Study shows higher levels of carcinogen near Waukegan plant
WAUKEGAN, Ill. (AP) — People living near a suburban Chicago medical equipment sterilization facility face higher cancer risks from toxic air pollution, a new study found.
The University of Illinois study found that participants who lived near the Medline Industries plant in Waukegan had higher levels of the cancer-causing chemical ethylene oxide in their blood than those who lived farther away, The Chicago Tribune reported.
“Facilities emitting dangerous chemicals like ethylene oxide should not be located near homes, schools, businesses, parks or other areas frequently used by the public,” said Susan Buchanan, UIC researcher who oversaw the testing.
Ethylene oxide, also known as EtO, can cause DNA to mutate and trigger breast cancer, leukemia and lymphomas, according to the U.S. Environmental Protection Agency.

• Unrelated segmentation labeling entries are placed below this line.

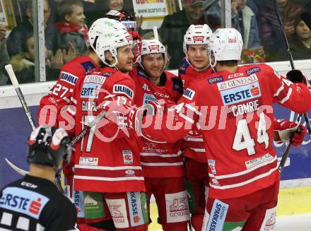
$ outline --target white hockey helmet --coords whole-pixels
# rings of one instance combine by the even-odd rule
[[[163,53],[164,54],[164,61],[168,61],[168,52],[165,47],[158,40],[142,40],[141,52],[137,58],[137,63],[142,66],[142,57],[145,54]]]
[[[187,56],[187,45],[209,44],[209,37],[212,34],[211,29],[206,25],[191,25],[184,35],[182,48]]]
[[[94,21],[88,30],[90,47],[96,50],[96,40],[98,37],[112,30],[127,30],[127,28],[122,23],[111,18],[101,18]]]
[[[118,63],[117,48],[133,44],[133,37],[127,30],[110,30],[104,32],[98,37],[96,41],[96,49],[95,52],[102,62],[110,67],[115,67]],[[108,64],[105,57],[105,52],[110,52],[115,59],[115,63]]]
[[[210,38],[209,49],[211,66],[215,66],[217,61],[240,60],[242,49],[242,35],[235,28],[216,30]]]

A Medline spokesman said no conclusions can be drawn from the limited sampling “since the raw data, methodology or official summary from the UIC researchers has not been released.”
Though the company has limited ethylene oxide emissions to 150 pounds annually, down from 3,058 pounds it reported in 2014, complying with a new state permit to reduce its emissions, community activists say the continuous exposure only increases their cumulative risk of developing cancer.

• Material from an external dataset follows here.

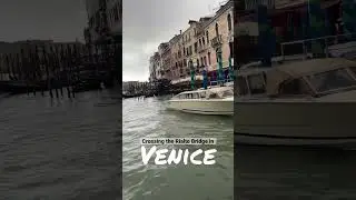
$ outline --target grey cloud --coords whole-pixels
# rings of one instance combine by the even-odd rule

They are pushing Gov. J.B. Pritzker to crack down on Medline with the same legal authority he did with another sterilization facility that closed permanently in September.
Tea Tanaka, co-founder of the group Stop EtO and who lives 4 miles from Medline, was among the volunteers in the UIC study. The concentration of ethylene oxide in her blood was among the highest of the study participants.
“If this (UIC) study doesn’t do it, I’m not sure how else to convey to legislators and Gov. Pritzker that their inaction is harming us for corporate profits,” Tenaka said.
The dateline of this story has been corrected to reflect that Waukegan is in Illinois, not Wisconsin.